Rao et al. found that motor proteins can transport, or slide, unattached microtubules within the leading process of migratory neurons. When the researchers added a drug to cross-link and immobilize these microtubules, the leading process grew shorter and, although the neurons still moved, they frequently changed direction instead of migrating in a simple, straight line. “So we think the sliding of this small number of centrosome-unattached microtubules provides maneuverability to the leading process that can correct small path-finding defects and keep the neuron migrating smoothly,” Baas explains.
The researchers then investigated the effect of increasing the number of unattached microtubules by knocking down the centrosomal microtubule-anchoring protein ninein (2). Partially depleting this protein enhanced microtubule sliding into the leading process, which therefore grew and took on an axon-like appearance. At the same time, the neurons slowed down or came to a complete halt, as fewer microtubules remained attached to the centrosome in order to drag it, and the neuronal cell body, forward.

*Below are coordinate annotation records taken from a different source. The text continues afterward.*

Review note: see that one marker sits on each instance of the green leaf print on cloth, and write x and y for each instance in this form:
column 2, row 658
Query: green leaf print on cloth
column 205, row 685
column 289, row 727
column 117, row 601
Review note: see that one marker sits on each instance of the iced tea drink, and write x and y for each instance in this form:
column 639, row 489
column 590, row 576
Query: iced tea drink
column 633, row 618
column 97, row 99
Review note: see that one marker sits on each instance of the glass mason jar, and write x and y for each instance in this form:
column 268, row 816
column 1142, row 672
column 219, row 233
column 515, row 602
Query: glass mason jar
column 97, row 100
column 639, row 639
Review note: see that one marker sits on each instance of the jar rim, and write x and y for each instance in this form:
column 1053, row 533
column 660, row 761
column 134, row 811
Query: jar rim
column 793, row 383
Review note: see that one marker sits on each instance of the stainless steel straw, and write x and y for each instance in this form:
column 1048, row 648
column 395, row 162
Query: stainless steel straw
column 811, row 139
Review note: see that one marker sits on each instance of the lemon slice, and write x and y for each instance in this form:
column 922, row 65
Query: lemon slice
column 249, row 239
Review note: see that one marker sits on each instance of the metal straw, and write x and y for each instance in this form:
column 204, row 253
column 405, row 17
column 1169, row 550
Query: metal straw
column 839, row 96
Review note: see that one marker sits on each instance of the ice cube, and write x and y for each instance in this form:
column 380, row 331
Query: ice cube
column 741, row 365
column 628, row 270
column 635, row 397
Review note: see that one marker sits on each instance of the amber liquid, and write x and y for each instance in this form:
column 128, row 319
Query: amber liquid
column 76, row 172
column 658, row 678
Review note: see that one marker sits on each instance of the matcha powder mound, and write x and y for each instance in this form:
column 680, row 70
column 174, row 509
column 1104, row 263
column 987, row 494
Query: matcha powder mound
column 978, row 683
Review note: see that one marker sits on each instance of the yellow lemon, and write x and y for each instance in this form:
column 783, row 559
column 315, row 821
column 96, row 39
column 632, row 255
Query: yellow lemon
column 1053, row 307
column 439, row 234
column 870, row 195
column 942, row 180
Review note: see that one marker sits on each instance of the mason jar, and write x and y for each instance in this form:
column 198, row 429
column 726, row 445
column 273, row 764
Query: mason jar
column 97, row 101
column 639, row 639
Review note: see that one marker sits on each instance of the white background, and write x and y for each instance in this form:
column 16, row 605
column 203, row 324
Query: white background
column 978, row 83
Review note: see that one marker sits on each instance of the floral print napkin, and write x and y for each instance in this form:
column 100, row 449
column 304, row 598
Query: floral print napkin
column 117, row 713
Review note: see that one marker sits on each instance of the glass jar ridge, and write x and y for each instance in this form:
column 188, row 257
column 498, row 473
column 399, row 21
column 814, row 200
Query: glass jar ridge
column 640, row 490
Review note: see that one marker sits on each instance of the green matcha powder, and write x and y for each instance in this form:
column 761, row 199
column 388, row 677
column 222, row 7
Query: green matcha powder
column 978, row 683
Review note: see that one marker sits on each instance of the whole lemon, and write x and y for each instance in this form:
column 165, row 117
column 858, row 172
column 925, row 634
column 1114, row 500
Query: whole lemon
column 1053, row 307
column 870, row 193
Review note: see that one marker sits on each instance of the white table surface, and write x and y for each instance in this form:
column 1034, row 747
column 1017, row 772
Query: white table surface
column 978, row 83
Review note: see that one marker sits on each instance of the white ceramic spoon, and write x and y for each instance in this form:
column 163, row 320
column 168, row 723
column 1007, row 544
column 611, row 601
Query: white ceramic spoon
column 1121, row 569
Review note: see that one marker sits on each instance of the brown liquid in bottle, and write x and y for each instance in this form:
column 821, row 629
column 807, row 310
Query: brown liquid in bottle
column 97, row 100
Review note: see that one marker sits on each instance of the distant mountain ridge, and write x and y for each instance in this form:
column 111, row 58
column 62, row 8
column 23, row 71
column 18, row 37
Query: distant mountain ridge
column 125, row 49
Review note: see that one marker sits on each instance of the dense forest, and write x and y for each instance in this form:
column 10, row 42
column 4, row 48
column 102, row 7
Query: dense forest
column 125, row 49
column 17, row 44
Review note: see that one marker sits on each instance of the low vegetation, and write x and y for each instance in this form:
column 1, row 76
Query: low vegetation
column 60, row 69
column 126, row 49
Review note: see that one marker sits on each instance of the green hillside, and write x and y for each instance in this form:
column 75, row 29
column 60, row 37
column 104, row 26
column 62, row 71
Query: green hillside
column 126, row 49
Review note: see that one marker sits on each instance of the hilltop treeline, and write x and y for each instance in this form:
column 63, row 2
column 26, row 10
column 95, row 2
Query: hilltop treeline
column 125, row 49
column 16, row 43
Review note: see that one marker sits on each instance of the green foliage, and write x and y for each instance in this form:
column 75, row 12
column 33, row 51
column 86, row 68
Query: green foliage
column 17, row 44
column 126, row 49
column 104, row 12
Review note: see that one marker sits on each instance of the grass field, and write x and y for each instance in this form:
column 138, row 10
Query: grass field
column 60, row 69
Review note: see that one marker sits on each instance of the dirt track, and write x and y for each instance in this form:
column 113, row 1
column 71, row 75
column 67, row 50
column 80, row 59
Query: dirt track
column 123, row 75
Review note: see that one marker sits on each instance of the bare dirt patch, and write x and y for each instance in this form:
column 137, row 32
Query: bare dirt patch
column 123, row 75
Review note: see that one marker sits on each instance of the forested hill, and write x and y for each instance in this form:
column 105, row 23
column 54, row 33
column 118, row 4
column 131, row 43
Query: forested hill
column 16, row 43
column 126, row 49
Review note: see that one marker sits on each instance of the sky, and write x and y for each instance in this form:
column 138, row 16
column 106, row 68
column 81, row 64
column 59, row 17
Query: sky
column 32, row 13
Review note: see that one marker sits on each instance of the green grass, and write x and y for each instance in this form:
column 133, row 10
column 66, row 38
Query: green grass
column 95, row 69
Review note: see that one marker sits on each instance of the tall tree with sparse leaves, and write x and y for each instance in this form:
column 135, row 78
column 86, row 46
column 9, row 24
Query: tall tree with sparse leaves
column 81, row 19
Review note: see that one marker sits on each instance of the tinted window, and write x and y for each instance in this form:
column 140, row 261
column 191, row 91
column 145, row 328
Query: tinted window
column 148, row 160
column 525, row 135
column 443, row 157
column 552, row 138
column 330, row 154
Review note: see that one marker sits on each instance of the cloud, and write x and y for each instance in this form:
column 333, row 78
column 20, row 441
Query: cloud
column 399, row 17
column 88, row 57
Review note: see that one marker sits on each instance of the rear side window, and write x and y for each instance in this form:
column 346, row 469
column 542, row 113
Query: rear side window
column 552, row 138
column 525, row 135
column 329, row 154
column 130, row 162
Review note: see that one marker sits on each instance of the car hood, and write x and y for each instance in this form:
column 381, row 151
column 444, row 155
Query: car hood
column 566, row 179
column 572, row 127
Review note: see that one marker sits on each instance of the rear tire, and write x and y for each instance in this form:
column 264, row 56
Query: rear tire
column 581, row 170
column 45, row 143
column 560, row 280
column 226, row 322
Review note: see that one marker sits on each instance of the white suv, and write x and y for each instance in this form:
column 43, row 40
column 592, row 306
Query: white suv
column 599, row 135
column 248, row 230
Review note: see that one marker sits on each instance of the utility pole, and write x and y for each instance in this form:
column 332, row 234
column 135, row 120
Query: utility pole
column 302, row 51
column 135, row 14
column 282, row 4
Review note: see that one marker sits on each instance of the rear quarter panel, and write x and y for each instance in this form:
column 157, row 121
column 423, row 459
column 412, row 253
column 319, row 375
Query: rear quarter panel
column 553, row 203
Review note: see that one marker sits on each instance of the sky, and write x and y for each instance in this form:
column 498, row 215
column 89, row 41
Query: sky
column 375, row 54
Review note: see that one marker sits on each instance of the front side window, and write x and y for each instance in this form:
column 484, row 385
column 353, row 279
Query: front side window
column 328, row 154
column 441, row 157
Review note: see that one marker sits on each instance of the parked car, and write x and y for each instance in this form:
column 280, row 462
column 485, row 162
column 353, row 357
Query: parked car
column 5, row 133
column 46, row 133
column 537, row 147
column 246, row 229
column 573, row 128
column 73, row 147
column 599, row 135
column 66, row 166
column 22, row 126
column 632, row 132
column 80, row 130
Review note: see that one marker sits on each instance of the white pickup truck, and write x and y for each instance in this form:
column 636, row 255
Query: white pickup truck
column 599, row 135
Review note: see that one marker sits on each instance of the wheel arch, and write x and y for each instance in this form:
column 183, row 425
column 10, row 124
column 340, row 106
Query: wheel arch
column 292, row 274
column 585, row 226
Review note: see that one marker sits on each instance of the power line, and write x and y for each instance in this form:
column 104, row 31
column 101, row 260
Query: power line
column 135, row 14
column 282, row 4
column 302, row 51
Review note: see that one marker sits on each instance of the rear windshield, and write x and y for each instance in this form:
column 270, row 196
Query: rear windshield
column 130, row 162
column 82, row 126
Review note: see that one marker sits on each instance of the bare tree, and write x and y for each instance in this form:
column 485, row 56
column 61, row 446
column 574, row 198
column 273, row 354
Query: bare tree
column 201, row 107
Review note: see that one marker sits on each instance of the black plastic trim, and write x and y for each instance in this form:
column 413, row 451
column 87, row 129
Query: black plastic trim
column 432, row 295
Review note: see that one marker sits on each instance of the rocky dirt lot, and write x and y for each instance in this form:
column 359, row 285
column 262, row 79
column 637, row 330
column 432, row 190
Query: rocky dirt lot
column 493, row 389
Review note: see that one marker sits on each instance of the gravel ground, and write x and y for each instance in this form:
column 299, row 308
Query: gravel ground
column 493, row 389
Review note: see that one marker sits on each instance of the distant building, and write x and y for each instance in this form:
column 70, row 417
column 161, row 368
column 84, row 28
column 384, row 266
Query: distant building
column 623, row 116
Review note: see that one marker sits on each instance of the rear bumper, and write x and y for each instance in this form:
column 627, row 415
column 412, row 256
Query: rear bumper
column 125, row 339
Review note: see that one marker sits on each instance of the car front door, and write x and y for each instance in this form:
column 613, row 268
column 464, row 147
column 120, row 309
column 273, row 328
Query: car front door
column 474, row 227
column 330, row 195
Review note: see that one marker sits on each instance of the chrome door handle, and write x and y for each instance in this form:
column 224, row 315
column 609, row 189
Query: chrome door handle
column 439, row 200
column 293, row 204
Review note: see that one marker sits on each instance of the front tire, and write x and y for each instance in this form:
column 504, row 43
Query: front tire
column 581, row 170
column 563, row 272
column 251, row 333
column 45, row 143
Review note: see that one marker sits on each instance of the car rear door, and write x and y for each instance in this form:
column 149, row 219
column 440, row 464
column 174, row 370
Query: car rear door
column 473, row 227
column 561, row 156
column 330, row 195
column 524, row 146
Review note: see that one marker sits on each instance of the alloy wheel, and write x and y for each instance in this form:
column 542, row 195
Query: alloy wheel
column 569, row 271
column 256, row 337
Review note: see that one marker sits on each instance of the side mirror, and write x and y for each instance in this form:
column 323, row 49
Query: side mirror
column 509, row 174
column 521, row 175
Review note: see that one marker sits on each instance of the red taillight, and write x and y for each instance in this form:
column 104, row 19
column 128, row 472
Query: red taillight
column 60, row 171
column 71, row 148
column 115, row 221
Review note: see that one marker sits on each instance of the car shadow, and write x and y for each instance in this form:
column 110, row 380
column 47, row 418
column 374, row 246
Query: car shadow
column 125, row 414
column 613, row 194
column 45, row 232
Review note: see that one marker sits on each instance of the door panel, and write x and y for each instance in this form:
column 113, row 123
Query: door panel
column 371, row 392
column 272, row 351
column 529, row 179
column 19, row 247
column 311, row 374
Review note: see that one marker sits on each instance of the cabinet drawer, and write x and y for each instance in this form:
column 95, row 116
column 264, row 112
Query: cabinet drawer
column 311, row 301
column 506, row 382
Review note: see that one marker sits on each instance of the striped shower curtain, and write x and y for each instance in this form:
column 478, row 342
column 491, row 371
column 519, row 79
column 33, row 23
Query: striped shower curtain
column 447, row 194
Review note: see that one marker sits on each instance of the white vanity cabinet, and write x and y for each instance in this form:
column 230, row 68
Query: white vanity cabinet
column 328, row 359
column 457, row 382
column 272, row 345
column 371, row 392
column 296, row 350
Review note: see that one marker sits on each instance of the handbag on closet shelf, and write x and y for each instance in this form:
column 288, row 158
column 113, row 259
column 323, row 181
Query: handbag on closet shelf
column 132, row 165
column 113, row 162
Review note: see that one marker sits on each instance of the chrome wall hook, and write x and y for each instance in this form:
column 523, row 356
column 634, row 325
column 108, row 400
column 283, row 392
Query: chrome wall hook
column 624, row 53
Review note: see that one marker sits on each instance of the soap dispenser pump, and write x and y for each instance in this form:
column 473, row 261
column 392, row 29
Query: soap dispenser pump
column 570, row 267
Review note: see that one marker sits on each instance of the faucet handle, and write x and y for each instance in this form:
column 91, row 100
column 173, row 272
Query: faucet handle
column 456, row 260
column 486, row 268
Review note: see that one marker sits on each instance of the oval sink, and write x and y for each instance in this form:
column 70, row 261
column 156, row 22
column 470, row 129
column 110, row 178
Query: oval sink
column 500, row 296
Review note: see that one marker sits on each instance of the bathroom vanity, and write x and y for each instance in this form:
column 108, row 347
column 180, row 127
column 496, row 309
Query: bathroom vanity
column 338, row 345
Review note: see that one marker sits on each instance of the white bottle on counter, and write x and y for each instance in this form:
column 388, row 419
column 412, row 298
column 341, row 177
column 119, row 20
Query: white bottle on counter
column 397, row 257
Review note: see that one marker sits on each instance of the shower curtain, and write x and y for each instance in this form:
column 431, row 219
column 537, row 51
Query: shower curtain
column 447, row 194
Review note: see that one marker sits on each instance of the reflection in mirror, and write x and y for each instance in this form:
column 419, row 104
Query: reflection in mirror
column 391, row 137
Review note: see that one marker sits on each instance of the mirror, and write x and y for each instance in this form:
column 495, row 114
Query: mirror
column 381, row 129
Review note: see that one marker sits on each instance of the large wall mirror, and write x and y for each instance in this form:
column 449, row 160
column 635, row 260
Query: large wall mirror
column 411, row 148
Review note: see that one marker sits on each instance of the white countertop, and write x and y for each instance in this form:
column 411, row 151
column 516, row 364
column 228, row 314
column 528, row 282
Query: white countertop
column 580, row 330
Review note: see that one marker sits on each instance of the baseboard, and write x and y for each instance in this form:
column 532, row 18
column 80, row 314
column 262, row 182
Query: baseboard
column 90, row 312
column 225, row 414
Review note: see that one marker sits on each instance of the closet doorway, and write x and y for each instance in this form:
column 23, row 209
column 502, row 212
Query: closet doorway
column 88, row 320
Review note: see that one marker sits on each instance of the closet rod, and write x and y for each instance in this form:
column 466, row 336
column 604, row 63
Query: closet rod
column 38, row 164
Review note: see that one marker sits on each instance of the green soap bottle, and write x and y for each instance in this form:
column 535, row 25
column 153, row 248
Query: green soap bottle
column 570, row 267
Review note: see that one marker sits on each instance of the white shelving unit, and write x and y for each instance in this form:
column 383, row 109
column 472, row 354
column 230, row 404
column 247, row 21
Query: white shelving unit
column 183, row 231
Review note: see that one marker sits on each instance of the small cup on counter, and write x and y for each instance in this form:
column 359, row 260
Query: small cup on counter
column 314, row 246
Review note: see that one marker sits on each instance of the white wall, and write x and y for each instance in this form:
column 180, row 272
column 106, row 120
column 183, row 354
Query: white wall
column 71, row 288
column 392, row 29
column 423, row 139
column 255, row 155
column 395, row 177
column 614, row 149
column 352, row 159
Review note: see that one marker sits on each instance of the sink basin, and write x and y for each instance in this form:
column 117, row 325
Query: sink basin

Detaching microtubules from the centrosome could therefore promote neurons’ transition from a migratory to a stationary phenotype. “The motor-driven forces that were tugging at the centrosome during migration can now slide microtubules so that the leading process grows longer and longer,” Baas says. It remains to be seen if ninein itself regulates this transition, though the protein is lost from the centrosome when neurons start to form axons and dendrites (3).
Baas and colleagues now want to study the motor proteins that generate these forces. Cytoplasmic dynein is undoubtedly a major contributor, but other motors, such as kinesin-5, are also likely to have an important role.